Soft classification of single samples based on multi-analyte spectra†
Abstract
Chemical fingerprinting based on multi-analyte spectra can be very powerful. An example is the analysis and classification of forensic documents and artworks by means of the plume fluorescence spectra of the pigments. For that purpose, we borrow the concept of Gaussian naïve Bayes classifier and develop a soft classification scheme to estimate the class membership probabilities. It is based on the similarity of the unknown sample to the training observations, as measured by the radial basis function kernel in the class space of orthogonal partial-least-squares discriminant analysis. We apply the scheme to the classification of plume fluorescence spectra of chinese red seal inks.
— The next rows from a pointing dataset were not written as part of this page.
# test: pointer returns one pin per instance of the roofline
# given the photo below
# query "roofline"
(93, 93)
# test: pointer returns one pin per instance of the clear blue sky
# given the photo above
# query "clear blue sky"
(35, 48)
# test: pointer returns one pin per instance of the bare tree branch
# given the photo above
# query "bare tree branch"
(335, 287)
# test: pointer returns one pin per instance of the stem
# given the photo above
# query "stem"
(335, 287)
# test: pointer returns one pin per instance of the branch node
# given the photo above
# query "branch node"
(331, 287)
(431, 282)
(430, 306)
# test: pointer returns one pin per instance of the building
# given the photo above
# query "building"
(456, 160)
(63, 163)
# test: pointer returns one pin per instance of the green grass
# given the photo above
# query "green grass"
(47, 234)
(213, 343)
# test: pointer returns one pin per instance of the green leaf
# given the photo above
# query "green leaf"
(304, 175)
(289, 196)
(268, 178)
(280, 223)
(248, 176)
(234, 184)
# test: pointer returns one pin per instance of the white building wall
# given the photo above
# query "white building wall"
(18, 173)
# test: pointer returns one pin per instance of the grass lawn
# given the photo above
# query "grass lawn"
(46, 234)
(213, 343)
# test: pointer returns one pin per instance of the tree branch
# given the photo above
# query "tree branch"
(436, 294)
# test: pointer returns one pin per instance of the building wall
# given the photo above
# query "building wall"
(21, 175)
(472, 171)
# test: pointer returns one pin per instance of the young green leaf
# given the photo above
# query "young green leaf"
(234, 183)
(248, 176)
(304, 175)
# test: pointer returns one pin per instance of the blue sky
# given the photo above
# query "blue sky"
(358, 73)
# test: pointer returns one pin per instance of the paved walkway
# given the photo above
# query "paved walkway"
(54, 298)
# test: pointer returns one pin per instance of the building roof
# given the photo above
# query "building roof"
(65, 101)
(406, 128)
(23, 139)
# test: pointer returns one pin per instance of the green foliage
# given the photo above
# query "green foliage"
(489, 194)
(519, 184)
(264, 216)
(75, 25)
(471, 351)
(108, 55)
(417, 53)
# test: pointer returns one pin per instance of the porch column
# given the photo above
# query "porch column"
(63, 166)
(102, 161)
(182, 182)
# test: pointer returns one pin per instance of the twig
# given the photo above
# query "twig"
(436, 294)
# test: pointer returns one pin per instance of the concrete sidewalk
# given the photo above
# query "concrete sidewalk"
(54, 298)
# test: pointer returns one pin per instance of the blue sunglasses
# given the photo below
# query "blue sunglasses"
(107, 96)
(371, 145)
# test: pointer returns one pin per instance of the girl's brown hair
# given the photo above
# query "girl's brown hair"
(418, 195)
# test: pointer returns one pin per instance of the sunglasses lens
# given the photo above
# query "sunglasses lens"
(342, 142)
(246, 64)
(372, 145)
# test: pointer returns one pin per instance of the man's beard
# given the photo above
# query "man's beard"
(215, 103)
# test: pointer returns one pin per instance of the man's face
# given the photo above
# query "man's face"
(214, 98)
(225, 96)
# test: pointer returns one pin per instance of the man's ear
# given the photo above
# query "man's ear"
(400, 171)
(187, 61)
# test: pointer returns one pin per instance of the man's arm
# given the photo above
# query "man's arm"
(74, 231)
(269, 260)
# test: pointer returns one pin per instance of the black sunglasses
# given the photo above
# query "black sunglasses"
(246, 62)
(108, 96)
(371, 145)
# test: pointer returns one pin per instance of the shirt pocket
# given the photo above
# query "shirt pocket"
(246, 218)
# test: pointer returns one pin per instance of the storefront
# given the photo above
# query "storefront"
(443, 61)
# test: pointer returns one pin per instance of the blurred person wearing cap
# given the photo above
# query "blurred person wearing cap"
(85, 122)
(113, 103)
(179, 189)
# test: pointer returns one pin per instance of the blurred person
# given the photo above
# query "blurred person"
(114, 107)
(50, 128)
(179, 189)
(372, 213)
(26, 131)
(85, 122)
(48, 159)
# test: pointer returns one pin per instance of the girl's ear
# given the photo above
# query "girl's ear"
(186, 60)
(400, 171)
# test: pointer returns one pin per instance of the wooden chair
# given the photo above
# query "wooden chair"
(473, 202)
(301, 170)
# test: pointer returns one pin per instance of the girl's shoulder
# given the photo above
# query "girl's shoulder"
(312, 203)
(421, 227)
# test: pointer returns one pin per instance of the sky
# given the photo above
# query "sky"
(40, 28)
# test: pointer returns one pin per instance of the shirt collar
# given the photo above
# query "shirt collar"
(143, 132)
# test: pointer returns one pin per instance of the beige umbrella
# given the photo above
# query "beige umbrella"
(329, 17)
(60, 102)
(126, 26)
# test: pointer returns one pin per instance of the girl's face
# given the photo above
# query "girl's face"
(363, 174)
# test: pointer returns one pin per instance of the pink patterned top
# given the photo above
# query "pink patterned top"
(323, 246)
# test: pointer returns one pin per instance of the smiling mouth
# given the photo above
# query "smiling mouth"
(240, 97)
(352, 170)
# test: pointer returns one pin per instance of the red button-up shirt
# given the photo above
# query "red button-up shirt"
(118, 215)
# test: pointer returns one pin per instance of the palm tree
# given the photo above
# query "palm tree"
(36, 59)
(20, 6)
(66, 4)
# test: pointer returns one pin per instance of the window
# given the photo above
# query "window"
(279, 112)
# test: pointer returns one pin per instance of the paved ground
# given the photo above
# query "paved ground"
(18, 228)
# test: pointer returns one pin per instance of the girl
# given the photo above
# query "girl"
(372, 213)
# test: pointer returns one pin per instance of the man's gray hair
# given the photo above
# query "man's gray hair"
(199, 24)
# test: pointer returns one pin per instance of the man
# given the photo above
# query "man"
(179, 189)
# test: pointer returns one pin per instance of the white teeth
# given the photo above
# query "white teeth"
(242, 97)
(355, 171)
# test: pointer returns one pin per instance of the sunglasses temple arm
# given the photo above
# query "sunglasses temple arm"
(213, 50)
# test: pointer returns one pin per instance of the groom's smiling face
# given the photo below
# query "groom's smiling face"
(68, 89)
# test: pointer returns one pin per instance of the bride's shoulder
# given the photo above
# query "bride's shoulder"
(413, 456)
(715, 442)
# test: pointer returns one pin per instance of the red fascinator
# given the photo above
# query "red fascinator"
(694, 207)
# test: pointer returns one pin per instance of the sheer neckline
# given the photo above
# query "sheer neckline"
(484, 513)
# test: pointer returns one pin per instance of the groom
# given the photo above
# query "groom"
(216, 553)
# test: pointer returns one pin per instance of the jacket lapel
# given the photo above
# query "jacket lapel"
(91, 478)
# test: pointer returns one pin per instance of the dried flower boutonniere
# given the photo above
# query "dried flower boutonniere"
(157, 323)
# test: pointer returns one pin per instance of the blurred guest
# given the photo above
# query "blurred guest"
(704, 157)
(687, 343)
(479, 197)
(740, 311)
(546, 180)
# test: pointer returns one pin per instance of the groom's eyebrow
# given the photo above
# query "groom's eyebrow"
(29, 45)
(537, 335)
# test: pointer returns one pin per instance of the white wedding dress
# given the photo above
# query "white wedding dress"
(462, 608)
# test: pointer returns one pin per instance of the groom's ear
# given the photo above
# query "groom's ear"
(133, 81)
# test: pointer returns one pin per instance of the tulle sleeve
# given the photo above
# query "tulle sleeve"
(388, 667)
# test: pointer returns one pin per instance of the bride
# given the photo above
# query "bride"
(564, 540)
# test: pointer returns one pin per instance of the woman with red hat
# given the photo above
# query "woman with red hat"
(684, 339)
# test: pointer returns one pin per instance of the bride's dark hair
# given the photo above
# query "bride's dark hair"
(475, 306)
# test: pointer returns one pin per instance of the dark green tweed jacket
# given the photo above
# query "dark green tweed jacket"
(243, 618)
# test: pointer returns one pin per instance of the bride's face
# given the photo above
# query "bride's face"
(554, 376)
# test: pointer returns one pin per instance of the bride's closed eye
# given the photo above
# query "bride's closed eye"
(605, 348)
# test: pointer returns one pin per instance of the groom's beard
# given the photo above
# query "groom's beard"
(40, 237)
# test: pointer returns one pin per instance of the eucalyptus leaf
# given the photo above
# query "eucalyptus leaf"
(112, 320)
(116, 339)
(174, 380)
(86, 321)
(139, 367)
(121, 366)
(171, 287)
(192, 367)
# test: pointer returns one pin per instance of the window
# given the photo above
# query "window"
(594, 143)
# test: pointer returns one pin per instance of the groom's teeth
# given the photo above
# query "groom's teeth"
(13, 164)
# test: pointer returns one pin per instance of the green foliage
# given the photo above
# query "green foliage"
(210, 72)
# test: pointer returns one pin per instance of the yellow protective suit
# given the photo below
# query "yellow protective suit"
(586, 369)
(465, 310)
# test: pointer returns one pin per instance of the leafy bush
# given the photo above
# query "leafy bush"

We compare its performance against that of a conventional hard classification scheme. Our scheme gives 98.9% sensitivity, 99.8% specificity, and zero false in-class rate; all better than those of the hard scheme. More importantly, our scheme reports class membership probabilities for each and every test sample. This is especially useful for sorting single samples. For example, we show that samples with assigned probabilities higher than 80% are sorted correctly 99.5% of the time. Their classification is therefore highly reliable. For samples with assigned probabilities below 80%, the correct sorting rate is only 82%. But these cases are few, less than 4% of the samples, and their relatively low membership probabilities still serve as flags for further sampling of the specimen.